Melissa McCarthy Is An Eco-Warrior In This Kia Ad

by Jefferson Grubbs
Kia Motors America/YouTube

There's a time and a place for playing against type and subverting your audience's expectations of you — and there's a time for playing to your well-known strengths. Unsurprisingly, Melissa McCarthy's Kia Super Bowl commercial is the latter type of entertainment. Given the high-profile nature of the year's biggest sporting event, the car company has teamed up with the Oscar-nominated Bridesmaids actress to craft a hilarious commercial that blends a timely environmental message with McCarthy's prodigious physical comedy strengths.

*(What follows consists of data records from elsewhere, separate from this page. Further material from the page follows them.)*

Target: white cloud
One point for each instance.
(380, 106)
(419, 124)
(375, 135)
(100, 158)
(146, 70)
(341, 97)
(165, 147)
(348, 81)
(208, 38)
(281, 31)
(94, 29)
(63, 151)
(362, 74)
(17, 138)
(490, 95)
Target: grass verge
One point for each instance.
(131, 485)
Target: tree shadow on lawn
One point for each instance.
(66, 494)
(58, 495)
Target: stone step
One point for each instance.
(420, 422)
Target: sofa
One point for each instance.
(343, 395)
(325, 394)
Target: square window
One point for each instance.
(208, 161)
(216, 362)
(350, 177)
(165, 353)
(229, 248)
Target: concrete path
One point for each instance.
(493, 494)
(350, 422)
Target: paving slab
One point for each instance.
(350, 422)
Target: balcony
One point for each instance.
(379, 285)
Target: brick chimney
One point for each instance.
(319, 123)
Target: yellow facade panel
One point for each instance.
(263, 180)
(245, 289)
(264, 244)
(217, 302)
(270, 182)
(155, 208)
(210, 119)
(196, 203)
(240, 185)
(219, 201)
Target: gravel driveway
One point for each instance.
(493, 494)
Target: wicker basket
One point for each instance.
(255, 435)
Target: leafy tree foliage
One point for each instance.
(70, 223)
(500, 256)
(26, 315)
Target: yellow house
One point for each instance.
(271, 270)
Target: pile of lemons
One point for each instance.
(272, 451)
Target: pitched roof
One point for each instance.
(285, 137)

The one-minute ad portrays McCarthy in her pursuits as an eco-warrior, being summoned upon to help save the whales, the trees, the ice caps, and the rhinoceroses. Of course, things don't go too well for her. True to the bumbling nature of her characters in films like Spy and Bridesmaids, she proceeds to make a huge mess of things, getting body-slammed by a humpback, falling out of her tree, breaking off a piece of a glacier, and getting gored by a rhino. Fortunately, there's still one way she can help protect the environment: by driving her eco-friendly Kia Niro, which the ad proclaims as "the most fuel-efficient crossover."

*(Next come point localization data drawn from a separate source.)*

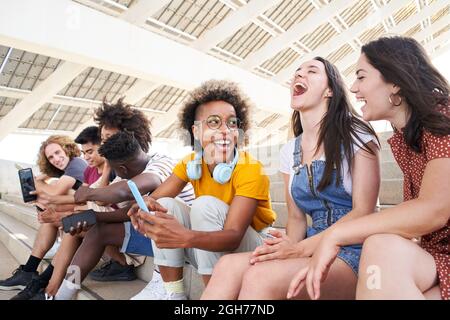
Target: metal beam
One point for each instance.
(139, 91)
(403, 27)
(76, 33)
(40, 95)
(232, 23)
(338, 41)
(139, 11)
(284, 40)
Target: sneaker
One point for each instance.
(113, 271)
(42, 295)
(32, 288)
(175, 296)
(51, 253)
(19, 279)
(154, 290)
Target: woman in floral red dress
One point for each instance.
(398, 83)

"It's hard to be an eco-warrior," the commercial sums up in its thesis statement, "but it's easy to drive like one." This message comes at crucial time, as the environment and the havoc wrought by climate change have been one of the issues at the forefront of our country's recent political conversation. McCarthy's efforts to save the planet come at the same time that President Donald Trump is seeking to "abolish" the Environmental Protection Agency, according to transition team member Myron Ebell in an interview with The Guardian. His nominee to head that very same organization, Scott Pruitt, "has led or taken part in 14 lawsuits aimed at blocking EPA regulations" in his former job as the Oklahoma attorney general, according to a recent report by The New York Times.

This timely — and pointed — message puts Kia in the company of other Super Bowl commercials unafraid to make a political statement, including Budweiser's immigration-themed ad and Audi's championing of equal pay for women. While Super Bowl commercials in the past have largely been focused on sheer entertainment value alone, it's gratifying to see so many companies take the opportunity of this high-profile event to take a stand.

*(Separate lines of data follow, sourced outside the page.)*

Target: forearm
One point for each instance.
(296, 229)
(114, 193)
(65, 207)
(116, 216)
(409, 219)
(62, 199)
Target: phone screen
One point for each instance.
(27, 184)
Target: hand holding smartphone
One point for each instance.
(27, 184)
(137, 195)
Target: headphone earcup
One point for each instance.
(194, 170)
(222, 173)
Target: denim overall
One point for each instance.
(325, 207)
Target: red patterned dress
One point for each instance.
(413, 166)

Of course, as welcome as the message of Kia's commercial is, viewers shouldn't take it as an excuse to become complacent. Just driving a fuel-efficient car isn't enough; you can drive a Kia and also try to help save the whales or the trees or whatever else needs protecting. But McCarthy's environmental exploits are a decided step forward from the politics-free Pierce Brosnan spoof the car company aired this time last year. So bravo to Kia… and bravo to all the world's eco-warriors who have dedicated their lives to protecting this planet we all call home.